Dem aufmerksamen Wanderer bleiben die ehemaligen Lebensräume jedoch nicht verborgen. Wir haben bereits die Wiesen und die Steinmauern im Wald erwähnt, doch eines der wichtigsten Elemente sind die fossilisierten Ackerspuren in der Landschaft. Der Einsatz der Pflüge hinterließ spezifische Spuren, die manchmal in Form von aufeinanderfolgenden, etwa 3 bis 5 m breiten Wellen sichtbar bleiben, die den Waldboden rhythmisch durchziehen. Solche Überreste sind wegen des Bewuchses heute zwar schwer zu erkennen, doch es sind Spuren, die auf die Existenz verschwundener Dörfer hinweisen. Nachdem diese Siedlungen aufgegeben wurden, eroberte sich die Natur das Terrain im Allgemeinen in Form von Heide oder Wald zurück.

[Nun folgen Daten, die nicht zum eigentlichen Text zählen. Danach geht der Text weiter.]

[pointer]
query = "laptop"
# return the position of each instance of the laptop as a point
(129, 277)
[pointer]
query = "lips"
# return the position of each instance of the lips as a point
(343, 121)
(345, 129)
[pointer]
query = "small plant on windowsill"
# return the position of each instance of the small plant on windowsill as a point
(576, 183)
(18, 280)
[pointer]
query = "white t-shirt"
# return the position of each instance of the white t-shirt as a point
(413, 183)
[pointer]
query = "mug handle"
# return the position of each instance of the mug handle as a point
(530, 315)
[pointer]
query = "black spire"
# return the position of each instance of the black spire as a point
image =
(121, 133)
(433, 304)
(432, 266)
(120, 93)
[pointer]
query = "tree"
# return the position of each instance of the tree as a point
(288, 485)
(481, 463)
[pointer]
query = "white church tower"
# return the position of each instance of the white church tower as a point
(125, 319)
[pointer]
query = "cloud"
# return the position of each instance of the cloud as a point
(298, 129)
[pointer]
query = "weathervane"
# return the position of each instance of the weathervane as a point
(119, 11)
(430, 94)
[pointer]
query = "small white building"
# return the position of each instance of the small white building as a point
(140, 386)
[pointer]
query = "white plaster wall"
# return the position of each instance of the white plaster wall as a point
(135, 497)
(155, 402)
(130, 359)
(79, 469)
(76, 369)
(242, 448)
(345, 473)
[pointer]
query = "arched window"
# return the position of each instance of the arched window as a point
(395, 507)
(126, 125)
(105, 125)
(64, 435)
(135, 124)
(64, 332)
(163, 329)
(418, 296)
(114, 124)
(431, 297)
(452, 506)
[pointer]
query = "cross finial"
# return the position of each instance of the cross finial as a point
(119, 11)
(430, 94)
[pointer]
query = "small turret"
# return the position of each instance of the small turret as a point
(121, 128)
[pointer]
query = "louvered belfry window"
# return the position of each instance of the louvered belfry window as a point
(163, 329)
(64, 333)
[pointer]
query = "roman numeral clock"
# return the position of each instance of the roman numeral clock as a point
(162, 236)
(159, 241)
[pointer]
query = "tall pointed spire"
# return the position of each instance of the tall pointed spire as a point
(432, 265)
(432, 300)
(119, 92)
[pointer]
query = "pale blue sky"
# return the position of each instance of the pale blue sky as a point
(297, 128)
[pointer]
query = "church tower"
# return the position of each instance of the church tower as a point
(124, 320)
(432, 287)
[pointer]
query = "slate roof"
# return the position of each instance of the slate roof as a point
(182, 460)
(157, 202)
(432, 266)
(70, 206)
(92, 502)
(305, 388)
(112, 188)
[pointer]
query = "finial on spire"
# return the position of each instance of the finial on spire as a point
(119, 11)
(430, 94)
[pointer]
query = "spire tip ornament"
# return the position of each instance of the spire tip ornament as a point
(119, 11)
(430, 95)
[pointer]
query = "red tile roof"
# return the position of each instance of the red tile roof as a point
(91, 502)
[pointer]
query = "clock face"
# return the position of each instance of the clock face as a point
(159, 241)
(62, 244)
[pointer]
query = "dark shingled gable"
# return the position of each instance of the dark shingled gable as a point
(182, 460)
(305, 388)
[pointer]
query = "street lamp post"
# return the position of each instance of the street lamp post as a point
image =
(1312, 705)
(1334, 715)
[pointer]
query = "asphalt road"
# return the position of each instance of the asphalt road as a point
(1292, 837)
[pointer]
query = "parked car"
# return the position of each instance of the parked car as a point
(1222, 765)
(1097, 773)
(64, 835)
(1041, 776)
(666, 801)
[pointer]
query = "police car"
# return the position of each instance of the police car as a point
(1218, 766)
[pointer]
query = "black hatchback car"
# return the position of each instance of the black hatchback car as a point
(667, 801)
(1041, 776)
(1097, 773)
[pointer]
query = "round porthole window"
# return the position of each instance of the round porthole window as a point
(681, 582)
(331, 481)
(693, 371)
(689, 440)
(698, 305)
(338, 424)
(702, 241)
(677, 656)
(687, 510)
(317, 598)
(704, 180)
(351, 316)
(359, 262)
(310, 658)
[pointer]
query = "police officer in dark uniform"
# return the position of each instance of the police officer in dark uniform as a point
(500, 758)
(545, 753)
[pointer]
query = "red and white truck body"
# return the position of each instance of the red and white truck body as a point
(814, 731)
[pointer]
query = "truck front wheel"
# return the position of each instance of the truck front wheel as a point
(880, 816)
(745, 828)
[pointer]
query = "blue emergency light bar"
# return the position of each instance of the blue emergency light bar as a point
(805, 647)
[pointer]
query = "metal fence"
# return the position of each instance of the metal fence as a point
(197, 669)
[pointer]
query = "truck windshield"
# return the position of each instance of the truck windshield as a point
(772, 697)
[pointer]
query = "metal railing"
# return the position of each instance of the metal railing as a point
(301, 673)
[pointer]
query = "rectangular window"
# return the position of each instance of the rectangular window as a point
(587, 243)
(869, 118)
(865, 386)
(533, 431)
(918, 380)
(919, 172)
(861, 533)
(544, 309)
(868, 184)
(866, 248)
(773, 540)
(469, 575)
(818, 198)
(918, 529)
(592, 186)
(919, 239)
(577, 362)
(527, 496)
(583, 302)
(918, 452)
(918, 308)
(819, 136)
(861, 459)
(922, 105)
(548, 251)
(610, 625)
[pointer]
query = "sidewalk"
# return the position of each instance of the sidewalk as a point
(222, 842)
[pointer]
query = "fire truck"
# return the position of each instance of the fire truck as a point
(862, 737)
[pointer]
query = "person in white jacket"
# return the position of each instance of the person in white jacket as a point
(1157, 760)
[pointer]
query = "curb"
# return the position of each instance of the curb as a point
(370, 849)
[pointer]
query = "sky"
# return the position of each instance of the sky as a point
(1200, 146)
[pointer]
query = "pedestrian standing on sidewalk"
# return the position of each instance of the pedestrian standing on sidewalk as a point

Wie entstanden Wölbäcker? Die Wölbäcker entstanden bei der Verwendung des Wendepfluges im Mittelalter. Ein solcher Pflug kippt die Scholle immer auf die gleiche Seite. Um zu vermeiden, dass der Ackerboden außerhalb der Parzelle auf den Nachbaracker geworfen wird, kippte man stets die Scholle zur Mitte des Ackers. Mit diesem jährlich wiederholten Verfahren entstand allmählich eine Wölbung in der Mitte des Ackers und vermittelt den Eindruck einer Wellenlandschaft.


Hohenrohstorf, Hoghenrodestorpe
Die Siedlung ist nicht nur durch Archiv-Urkunden, sondern auch dank einer archäologischen Ausgrabung (1946) bekannt.
Durch das umfangreiche Keramikmaterial wissen wir, dass die Siedlung um das 7. Jh. entstanden ist. Bei der Grabung wurde ein Backofen südlich der vermeintlichen Siedlung gefunden. Diese Siedlung bestand wahrscheinlich aus mindestens fünf Höfen, die laut Überlieferung im 14. Jh. aufgrund von Krieg und Seuchen zerstört wurden.
Köstorf
Das Dorf befand sich im Kostörfer Hausbusch, westlich von Volkstorf. Es ist kaum etwas über das Dorf bekannt, nur dass es im 16. Jh. schon verschwunden war. Es sind mehrere Sagen in Eulenspiegeltradition über Köstorf und seine Einwohner überliefert. Im 18. Jahrhundert plante der damalige Vogt aus Barendorf den Wiederaufbau dieses Dorfes, was schließlich jedoch scheiterte.
Hohen Wulfstorf
Sehr wahrscheinlich lag nördlich von Wulfstorf eine Siedlung mit dem Namen Hohen Wulfstorf. Der Name ist auf der Kurhannoverschen Landesaufnahme in Verbindung mit Ackerflächen an dieser Stelle kartiert.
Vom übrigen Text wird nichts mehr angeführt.